Ha ricordato che “ci sono processi aperti davanti alla Corte Internazionale di Giustizia” e che “chi ha commesso atti che si configurano come genocidio dovrà rendere conto davanti alla giustizia”. Una frase che, nel linguaggio calibrato della politica internazionale, equivale a un atto di accusa esplicito.
Ancora una volta, Sánchez si è distinto da gran parte dei leader europei, scegliendo di non rifugiarsi nella cautela diplomatica che ha spesso paralizzato Bruxelles. Ha mostrato che è possibile un europeismo diverso, capace di parlare il linguaggio dei diritti umani senza piegarsi agli equilibri di potere.
La posizione della Spagna non nasce oggi. Dalla decisione di riconoscere lo Stato palestinese, presa insieme a Irlanda e Norvegia, Madrid ha scelto di collocarsi sul fronte di un’Europa che tenta di recuperare un ruolo etico e diplomatico nel Mediterraneo. A Sharm el-Sheikh, Sánchez ha trasformato quella scelta in un atto politico, rivendicandone il valore concreto. Ha posto le basi di un consenso oggi riconosciuto da gran parte dell’Europa e delle Nazioni Unite.

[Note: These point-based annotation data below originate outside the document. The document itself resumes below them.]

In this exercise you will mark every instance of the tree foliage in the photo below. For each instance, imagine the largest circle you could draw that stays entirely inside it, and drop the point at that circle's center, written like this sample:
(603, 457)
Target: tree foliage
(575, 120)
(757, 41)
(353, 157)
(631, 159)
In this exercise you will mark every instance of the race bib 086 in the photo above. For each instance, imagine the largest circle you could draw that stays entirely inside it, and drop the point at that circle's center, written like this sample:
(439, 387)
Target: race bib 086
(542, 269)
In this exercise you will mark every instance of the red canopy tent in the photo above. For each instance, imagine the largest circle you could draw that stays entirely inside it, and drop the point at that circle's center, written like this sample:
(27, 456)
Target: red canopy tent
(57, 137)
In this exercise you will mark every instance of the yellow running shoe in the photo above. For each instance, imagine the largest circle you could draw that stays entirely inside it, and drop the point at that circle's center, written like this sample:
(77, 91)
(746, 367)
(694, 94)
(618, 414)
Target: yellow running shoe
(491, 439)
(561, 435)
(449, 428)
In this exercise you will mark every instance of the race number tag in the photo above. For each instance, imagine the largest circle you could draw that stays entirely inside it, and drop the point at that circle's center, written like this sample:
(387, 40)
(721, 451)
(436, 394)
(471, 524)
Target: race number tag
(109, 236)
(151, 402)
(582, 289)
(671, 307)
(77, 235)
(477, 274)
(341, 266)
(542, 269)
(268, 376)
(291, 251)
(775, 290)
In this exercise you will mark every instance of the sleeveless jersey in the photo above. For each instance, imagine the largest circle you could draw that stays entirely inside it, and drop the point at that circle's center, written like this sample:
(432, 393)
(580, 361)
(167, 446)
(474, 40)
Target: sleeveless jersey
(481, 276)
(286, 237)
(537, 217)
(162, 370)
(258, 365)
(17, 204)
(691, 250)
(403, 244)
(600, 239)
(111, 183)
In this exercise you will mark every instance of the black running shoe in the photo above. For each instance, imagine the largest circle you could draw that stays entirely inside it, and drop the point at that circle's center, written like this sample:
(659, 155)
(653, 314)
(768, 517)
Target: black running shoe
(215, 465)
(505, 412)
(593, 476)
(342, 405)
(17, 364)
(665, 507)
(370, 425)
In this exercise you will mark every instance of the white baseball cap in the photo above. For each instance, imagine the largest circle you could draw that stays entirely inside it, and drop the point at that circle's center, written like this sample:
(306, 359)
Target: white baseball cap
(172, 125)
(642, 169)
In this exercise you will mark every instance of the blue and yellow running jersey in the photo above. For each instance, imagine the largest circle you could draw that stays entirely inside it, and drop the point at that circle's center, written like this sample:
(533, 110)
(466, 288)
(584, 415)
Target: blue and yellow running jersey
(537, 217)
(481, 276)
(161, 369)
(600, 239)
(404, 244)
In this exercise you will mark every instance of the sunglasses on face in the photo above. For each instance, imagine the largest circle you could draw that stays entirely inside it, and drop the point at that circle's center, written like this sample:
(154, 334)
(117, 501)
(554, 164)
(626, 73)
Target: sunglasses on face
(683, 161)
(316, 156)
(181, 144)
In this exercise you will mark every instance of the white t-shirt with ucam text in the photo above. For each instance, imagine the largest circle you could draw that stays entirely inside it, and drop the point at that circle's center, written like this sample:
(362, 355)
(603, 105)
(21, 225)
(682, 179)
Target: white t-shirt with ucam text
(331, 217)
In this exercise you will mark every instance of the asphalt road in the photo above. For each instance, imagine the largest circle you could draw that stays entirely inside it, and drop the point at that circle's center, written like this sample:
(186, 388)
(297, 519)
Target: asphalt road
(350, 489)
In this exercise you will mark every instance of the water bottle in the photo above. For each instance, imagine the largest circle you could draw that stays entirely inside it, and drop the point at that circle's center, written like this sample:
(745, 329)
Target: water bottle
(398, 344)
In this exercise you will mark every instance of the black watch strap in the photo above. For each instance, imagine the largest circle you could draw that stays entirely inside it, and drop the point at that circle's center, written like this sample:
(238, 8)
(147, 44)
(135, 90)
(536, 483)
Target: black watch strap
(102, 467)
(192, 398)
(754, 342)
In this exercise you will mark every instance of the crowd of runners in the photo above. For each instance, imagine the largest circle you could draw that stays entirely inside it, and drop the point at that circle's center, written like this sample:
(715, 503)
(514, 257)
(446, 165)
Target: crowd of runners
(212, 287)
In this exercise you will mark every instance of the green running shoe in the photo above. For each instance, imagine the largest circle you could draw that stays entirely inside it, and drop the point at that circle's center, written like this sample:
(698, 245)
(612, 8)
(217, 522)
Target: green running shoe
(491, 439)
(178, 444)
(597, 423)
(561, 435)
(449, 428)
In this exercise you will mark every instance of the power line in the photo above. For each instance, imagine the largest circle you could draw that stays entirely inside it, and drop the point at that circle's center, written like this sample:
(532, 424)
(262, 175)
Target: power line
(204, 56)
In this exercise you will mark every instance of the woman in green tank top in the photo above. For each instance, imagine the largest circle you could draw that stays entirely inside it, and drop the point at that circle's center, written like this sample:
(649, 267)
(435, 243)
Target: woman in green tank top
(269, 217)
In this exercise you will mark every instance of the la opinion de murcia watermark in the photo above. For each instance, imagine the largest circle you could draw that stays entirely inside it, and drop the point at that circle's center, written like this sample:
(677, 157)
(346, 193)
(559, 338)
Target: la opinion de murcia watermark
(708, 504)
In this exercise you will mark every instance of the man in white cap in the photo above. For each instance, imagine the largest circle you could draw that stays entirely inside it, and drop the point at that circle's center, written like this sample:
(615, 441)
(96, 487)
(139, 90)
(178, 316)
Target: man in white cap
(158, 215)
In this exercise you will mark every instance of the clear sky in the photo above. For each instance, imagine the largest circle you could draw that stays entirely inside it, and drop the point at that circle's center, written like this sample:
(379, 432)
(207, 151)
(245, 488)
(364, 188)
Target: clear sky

Nel silenzio o nell’ambiguità di molte cancellerie europee, la voce di Sánchez si è levata chiara, riportando nel dibattito internazionale una parola ormai rara: responsabilità.
La coerenza della linea spagnola si riflette anche nella conferma dell’embargo sulle armi verso Israele. “Il divieto di esportazioni da e per Israele resta in vigore”, ha ribadito, ricordando che nessuna pace può essere costruita mentre si alimentano i circuiti dell’industria bellica.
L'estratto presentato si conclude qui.